Example of a trimmed sample quality control file
This is cutadapt 4.9 with Python 3.12.10
Command line parameters: --cores 4 -g CCAGTAGGTCCACTATGAGT -l 20 -q 20 --discard-untrimmed -o results/trimmed/Control_1.fastq.gz reads/Control_1.fastq.gz
Processing single-end reads on 4 cores ...
Finished in 0.842 s (4.809 µs/read; 12.48 M reads/minute).
=== Summary ===
Total reads processed: 175,000
Reads with adapters: 174,492 (99.7%)
Reads written (passing filters): 174,492 (99.7%)
Total basepairs processed: 26,250,000 bp
Quality-trimmed: 27,953 bp (0.1%)
Total written (filtered): 3,489,639 bp (13.3%)
=== Adapter 1 ===
Sequence: CCAGTAGGTCCACTATGAGT; Type: regular 5'; Length: 20; Trimmed: 174492 times
Minimum overlap: 3
No. of allowed errors:
1-9 bp: 0; 10-19 bp: 1; 20 bp: 2
Overview of removed sequences
length count expect max.err error counts
3 133 2734.4 0 133
4 1 683.6 0 1
18 3 0.0 1 2 1
19 47 0.0 1 6 38 3
20 19984 0.0 2 17434 2236 314
21 19934 0.0 2 17471 2165 298
22 24169 0.0 2 21274 2541 354
23 25389 0.0 2 22189 2779 421
24 23155 0.0 2 20282 2529 344
25 24034 0.0 2 21051 2524 459
26 20808 0.0 2 18067 2310 431
27 16792 0.0 2 14576 1895 321
28 34 0.0 2 13 18 3
31 1 0.0 2 1
32 1 0.0 2 0 0 1
33 1 0.0 2 1
36 1 0.0 2 1
37 1 0.0 2 1
38 1 0.0 2 1
40 1 0.0 2 1
47 1 0.0 2 1
57 1 0.0 2 0 1
Output with multiple test conditions#
When running the workflow with multiple test conditions, additional files will be created in results/.
PCA plot#
The qc/pca_plot.pdf file contains a PCA plot of the ORF counts for all conditions. This plot is useful to visualise the overall distribution of ORF counts across different conditions and to identify potential outliers.

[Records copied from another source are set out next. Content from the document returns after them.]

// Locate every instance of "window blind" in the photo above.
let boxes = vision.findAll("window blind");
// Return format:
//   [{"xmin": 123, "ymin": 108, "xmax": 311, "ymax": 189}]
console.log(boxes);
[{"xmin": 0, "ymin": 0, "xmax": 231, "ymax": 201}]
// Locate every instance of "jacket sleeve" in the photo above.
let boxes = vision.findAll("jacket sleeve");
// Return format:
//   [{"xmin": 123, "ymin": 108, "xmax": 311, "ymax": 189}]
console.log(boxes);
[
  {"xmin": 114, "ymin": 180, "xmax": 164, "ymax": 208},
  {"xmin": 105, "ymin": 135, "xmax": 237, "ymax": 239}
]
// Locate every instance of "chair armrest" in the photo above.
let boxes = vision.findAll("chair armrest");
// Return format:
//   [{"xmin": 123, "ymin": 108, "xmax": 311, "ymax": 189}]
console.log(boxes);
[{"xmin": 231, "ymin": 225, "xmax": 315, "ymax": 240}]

PCA plot of the ORF counts for all conditions.#
Heatmap of \(dPSI_i\) values of all comparisons#
The psi_plots directory contains pdf/csv files with the heatmap data of \(dPSI_i\) values for each ORF found as hits in any of the comparisons.
Heatmap of \(dPSI_i\) values for all comparisons.#
Note
As the clustering algorithm does not allow missing data (some genes are not found in all comparisons), missing data is replaced with \(dPSI_i = 0\).